Throughout the film, Maher wanders the world debating anyone who’ll speak to him about the concepts and ideas of all the various world religions. He poses very simple questions such as “if God is all mighty, then why doesn’t he just rid the world of Satan?” Answer: he will.
He will? Wtf is that?!?!
Most of the people chicken out and run away (or look like they want to punch him) when they realize his intent of making a ‘documentary about religion’. I understand that it’s hard to mess with people and their faith, but some of these people are blatantly trying to cash in off of religion more than actually believe in it themselves. One of my more favorite moments was when he asked someone who claims to have received a message from God why God only communicates with one person at a time. Wouldn’t it be much more efficient for God to speak to all human beings at once? I mean, does God not have spam capabilities?
In the film, Maher is able to expose Organized Religion for what it is. After all, why is it only individuals who are at weak points in their lives (ie. in jail, recovering from assorted addictions, experienced loss of a loved one, etc) who claim to have faith and believe in God. Doesn’t that seem to be very convenient for those who profit off of the weak? In Religulous, Maher interviews one of those televangelists who preaches on tv to hundreds of thousands of people at once. He makes a point to mention all of the designer clothes, fancy jewels and snakeskin boots that the televangelist is wearing, and how they were bought with money from the collection plate. This man, who many people rely on for faith, tells Maher that his viewers expect him to look good.

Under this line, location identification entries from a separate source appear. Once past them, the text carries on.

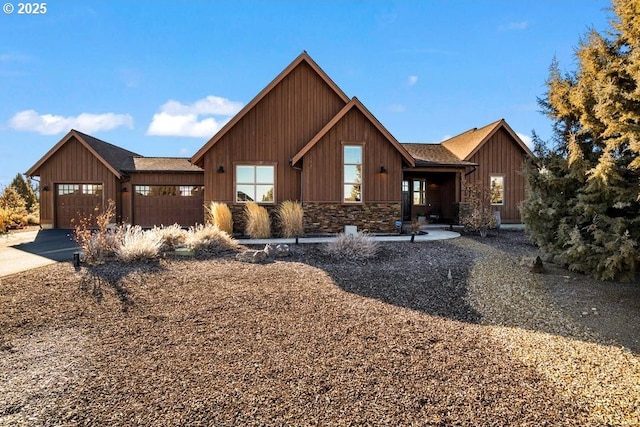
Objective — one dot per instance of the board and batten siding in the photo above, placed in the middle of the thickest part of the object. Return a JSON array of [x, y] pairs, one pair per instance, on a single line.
[[71, 164], [323, 168], [500, 156], [272, 132]]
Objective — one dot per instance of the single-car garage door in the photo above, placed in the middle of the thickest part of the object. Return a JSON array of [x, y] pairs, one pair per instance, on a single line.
[[168, 205], [77, 201]]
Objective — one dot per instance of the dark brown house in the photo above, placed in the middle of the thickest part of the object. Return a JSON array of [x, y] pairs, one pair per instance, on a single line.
[[81, 173], [301, 138]]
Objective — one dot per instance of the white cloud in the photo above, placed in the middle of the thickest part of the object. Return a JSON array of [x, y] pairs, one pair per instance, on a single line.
[[50, 124], [397, 108], [178, 119], [526, 139], [514, 26]]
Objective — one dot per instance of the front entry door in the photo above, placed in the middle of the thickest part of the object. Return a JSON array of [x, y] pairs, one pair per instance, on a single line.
[[406, 201]]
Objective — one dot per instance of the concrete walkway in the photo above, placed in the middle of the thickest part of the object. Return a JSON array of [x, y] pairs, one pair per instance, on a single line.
[[32, 249]]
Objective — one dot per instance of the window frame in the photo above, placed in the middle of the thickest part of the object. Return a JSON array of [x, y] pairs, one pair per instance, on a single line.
[[502, 190], [359, 145], [255, 182], [422, 192]]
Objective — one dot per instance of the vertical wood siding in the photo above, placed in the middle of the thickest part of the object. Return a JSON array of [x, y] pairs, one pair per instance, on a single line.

I could, and should, write a blog of some sort on this film, and organized religion as a whole. But I’m pressed for time right now, and the key message I found most inspiring in Religulous was that anyone and everyone who is nonreligious, Atheist or Agnostic… we need to stand up and unite as one, and tell all of these people who would rather kill and destroy in the name of their God than share a world of peace to shut the fuck up and find a new hobby.